The version information is contained in the OPA executable itself. You can check the version with the following command:

docker run openpolicyagent/opa version

Kubernetes

Kicking the Tires

This section shows how to quickly deploy OPA on top of Kubernetes to try it out.

These steps assume Kubernetes is deployed with minikube. If you are using a different Kubernetes provider, the steps should be similar. You may need to use a different Service configuration at the end.

First, create a ConfigMap containing a test policy. The test policy will define a blacklist that rejects:

  • Objects missing a ‘customer’ label.
  • Pods referring to images outside the corporate registry.

In this case, the policy file does not contain sensitive information so it’s fine to store as a ConfigMap.
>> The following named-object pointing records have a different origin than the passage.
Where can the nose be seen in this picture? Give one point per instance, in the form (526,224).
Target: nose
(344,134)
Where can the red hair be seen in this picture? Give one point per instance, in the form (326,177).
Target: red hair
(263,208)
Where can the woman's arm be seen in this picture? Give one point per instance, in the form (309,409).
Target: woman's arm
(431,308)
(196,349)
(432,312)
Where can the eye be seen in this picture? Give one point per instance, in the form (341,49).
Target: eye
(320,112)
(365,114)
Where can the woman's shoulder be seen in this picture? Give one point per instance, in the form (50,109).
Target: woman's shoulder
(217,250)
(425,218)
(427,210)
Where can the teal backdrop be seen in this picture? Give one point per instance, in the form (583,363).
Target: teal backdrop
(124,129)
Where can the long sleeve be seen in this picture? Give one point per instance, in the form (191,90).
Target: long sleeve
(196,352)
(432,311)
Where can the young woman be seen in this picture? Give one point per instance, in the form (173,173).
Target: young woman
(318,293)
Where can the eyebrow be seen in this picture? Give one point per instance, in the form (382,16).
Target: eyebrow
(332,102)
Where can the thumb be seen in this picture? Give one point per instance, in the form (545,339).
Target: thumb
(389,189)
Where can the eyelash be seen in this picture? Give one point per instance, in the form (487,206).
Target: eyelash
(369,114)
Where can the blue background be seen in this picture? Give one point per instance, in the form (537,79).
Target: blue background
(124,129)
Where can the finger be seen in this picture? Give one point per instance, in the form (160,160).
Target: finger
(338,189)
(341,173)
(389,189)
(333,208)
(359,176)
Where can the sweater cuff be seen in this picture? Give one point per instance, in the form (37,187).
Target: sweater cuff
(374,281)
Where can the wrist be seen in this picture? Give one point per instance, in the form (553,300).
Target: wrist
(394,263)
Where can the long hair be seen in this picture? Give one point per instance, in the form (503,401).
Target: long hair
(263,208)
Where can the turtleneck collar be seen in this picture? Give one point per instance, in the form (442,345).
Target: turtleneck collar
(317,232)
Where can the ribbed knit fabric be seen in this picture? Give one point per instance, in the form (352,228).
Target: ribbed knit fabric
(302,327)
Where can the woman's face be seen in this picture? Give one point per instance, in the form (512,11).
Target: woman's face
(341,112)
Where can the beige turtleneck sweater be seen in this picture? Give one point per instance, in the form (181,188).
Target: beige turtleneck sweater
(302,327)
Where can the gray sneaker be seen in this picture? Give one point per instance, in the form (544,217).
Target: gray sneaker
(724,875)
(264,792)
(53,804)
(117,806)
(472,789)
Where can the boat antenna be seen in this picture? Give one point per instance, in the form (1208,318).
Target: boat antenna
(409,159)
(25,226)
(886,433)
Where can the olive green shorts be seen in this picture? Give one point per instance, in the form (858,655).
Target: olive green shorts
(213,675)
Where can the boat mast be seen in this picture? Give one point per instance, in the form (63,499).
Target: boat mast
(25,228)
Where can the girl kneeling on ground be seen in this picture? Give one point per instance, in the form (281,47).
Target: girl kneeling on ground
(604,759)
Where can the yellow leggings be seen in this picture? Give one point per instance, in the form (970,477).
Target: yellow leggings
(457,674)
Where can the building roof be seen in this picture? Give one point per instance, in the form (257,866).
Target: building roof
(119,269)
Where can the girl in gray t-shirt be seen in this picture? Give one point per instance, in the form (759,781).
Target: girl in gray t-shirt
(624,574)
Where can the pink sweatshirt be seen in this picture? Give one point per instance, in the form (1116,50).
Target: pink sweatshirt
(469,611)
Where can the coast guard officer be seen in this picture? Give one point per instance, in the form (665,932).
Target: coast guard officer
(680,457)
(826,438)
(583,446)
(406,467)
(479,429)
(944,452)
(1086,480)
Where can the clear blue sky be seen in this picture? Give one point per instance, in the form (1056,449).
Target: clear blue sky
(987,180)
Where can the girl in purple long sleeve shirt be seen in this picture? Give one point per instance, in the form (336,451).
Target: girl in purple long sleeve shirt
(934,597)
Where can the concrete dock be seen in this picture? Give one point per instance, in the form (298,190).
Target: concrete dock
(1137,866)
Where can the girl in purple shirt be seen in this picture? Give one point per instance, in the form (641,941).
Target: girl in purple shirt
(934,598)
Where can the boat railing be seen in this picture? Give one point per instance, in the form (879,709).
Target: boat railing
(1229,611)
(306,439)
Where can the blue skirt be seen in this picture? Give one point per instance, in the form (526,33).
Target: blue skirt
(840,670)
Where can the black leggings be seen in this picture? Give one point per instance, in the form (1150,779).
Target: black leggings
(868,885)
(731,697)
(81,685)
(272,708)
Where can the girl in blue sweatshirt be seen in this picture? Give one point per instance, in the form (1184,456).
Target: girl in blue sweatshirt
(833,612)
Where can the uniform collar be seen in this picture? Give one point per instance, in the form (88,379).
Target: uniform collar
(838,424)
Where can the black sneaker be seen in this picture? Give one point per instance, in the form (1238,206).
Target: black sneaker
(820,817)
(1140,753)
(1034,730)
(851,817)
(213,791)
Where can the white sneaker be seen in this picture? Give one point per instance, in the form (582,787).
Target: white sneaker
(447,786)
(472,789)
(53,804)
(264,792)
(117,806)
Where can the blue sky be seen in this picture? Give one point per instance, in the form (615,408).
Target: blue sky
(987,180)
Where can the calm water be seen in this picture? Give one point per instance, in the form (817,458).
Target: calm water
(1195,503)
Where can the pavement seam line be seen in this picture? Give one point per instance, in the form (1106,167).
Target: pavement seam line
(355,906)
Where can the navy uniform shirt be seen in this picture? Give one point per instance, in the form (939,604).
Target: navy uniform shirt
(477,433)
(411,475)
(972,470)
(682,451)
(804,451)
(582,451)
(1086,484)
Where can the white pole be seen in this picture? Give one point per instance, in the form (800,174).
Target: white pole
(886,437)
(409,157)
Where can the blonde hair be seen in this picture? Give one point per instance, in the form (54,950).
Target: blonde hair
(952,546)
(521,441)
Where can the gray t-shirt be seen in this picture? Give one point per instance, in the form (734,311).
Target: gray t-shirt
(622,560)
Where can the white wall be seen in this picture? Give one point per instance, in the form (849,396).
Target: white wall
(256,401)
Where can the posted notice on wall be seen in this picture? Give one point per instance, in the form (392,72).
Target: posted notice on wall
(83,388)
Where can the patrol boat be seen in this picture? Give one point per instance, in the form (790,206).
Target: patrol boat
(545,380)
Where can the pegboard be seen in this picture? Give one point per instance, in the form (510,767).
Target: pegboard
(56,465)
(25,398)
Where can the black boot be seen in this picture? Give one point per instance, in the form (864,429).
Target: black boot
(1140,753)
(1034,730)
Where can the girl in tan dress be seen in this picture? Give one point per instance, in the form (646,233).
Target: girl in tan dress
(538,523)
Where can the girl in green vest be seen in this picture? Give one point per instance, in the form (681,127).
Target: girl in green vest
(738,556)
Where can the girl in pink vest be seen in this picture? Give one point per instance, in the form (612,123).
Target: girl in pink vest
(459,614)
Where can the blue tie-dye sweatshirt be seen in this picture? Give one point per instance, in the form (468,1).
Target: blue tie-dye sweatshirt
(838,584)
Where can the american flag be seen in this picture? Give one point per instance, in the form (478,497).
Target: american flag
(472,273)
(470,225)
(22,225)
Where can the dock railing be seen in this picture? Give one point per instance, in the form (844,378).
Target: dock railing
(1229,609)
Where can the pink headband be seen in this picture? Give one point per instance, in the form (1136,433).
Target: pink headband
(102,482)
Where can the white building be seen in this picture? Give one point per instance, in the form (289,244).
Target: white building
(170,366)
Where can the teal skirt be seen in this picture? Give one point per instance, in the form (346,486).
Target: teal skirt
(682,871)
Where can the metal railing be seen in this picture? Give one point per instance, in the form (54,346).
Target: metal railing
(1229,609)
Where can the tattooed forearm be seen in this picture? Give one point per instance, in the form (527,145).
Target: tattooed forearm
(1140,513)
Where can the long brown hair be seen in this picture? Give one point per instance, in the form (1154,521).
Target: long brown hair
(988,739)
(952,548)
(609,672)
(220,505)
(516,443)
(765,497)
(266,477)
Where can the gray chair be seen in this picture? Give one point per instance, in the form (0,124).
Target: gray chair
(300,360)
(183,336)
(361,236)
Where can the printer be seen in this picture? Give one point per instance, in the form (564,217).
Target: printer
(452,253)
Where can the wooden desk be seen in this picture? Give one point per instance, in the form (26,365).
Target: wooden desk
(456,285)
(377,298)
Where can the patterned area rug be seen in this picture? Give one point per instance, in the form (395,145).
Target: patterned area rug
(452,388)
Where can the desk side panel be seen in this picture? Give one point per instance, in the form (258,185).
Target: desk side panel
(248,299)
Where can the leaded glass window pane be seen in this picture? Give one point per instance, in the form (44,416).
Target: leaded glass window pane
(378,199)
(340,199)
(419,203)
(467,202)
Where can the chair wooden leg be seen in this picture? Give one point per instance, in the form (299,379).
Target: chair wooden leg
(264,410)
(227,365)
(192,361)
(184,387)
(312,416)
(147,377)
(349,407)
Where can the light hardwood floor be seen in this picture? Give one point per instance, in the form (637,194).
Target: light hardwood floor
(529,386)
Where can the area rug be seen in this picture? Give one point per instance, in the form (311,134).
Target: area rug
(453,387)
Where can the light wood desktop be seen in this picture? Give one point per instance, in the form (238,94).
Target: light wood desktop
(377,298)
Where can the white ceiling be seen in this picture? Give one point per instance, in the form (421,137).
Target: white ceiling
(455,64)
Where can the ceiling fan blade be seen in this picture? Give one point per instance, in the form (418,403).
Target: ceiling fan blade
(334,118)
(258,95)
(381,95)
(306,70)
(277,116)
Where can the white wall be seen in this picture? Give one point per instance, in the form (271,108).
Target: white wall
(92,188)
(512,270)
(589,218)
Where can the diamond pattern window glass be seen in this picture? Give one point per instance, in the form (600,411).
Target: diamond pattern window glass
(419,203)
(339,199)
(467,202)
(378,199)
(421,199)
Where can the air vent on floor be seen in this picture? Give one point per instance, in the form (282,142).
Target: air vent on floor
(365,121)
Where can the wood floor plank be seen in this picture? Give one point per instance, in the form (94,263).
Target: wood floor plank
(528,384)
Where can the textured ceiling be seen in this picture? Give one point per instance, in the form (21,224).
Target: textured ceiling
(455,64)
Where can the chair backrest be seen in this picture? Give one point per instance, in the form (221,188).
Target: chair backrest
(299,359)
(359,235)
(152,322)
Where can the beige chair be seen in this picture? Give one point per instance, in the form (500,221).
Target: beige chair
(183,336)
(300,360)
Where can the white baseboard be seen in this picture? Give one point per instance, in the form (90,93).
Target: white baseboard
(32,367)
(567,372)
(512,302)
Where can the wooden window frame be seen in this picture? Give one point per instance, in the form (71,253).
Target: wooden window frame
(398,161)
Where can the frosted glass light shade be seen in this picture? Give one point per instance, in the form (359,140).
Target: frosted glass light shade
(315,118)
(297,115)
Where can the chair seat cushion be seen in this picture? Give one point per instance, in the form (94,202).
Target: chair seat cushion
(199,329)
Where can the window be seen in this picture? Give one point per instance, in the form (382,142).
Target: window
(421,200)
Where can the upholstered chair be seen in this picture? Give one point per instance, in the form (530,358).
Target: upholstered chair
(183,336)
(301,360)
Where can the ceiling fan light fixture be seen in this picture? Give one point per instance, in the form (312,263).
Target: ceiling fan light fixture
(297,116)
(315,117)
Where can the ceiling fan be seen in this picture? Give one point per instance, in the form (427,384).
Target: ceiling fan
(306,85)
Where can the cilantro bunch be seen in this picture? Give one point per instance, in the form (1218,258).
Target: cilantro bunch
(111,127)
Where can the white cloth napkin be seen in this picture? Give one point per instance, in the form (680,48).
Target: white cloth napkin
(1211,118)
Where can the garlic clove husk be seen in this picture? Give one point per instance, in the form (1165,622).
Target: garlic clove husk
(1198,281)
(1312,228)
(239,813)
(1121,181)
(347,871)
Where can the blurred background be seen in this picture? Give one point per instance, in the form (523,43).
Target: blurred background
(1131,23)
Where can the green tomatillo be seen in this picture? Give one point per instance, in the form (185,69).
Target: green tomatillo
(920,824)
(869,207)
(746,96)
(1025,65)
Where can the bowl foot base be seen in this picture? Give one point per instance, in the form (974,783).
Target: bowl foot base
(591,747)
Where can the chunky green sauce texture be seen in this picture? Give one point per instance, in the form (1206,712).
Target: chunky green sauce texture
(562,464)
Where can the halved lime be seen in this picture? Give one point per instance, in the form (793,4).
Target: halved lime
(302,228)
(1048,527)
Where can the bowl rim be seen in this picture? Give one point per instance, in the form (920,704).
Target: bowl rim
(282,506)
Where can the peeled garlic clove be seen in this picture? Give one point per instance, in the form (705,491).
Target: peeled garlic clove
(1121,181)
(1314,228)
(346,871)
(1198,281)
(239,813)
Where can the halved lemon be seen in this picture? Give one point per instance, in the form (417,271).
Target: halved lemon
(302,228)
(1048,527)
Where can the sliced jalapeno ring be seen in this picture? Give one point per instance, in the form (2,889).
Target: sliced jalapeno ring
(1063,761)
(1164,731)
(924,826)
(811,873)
If the file contained sensitive information, then we recommend you store it as a Secret.

example.rego

package example

default deny = false

# Reject objects without a customer label.
deny {
    not input.metadata.labels.customer
}

# Reject pods referring to images outside the corporate registry.
deny {
    input.kind == "Pod"
    container := input.spec.containers[_]
    not re_match("^registry.acmecorp.com/.+$", container.image)
}
kubectl create configmap example-policy --from-file example.rego

Next, create a Deployment to run OPA. The ConfigMap containing the policy is volume mounted into the container. This allows OPA to load the policy from the file system.

deployment-opa.yaml:

apiVersion: extensions/v1beta1
kind: Deployment
metadata:
  name: opa
  labels:
    app: opa
spec:
  replicas: 1
  template:
    metadata:
      labels:
        app: opa
      name: opa
    spec:
      containers:
      - name: opa
        image: openpolicyagent/opa:0.10.7
        ports:
        - name: http
          containerPort: 8181
        args:
        - "run"
        - "--ignore=.*"  # exclude hidden dirs created by Kubernetes
        - "--server"
        - "/policies"
        volumeMounts:
        - readOnly: true
          mountPath: /policies
          name: example-policy
      volumes:
      - name: example-policy
        configMap:
          name: example-policy
kubectl create -f deployment-opa.yaml

At this point OPA is up and running. Create a Service to expose the OPA API so that you can query it:

service-opa.yaml

kind: Service
apiVersion: v1
metadata:
  name: opa
  labels:
    app: opa
spec:
  type: NodePort
  selector:
    app: opa
  ports:
    - name: http
      protocol: TCP
      port: 8181
      targetPort: 8181
kubectl create -f service-opa.yaml

Get the URL of OPA using minikube:

OPA_URL=$(minikube service opa --url)

Now you can query OPA’s API. If you use the Pod below, deny will be true because the Pod refers to image outside the corporate registry.

example-pod.json

{
    "input": {
        "kind": "Pod",
        "apiVersion": "v1",
        "metadata": {
            "name": "opa",
            "labels": {
                "customer": "example.org"
            }
        },
        "spec": {
            "containers": [
                {
                    "name": "opa",
                    "image": "openpolicyagent/opa"
                }
            ]
        }
    }
}
curl $OPA_URL/v1/data -d @example-pod.json

If you update the image to refer to the corporate registry, deny will be false.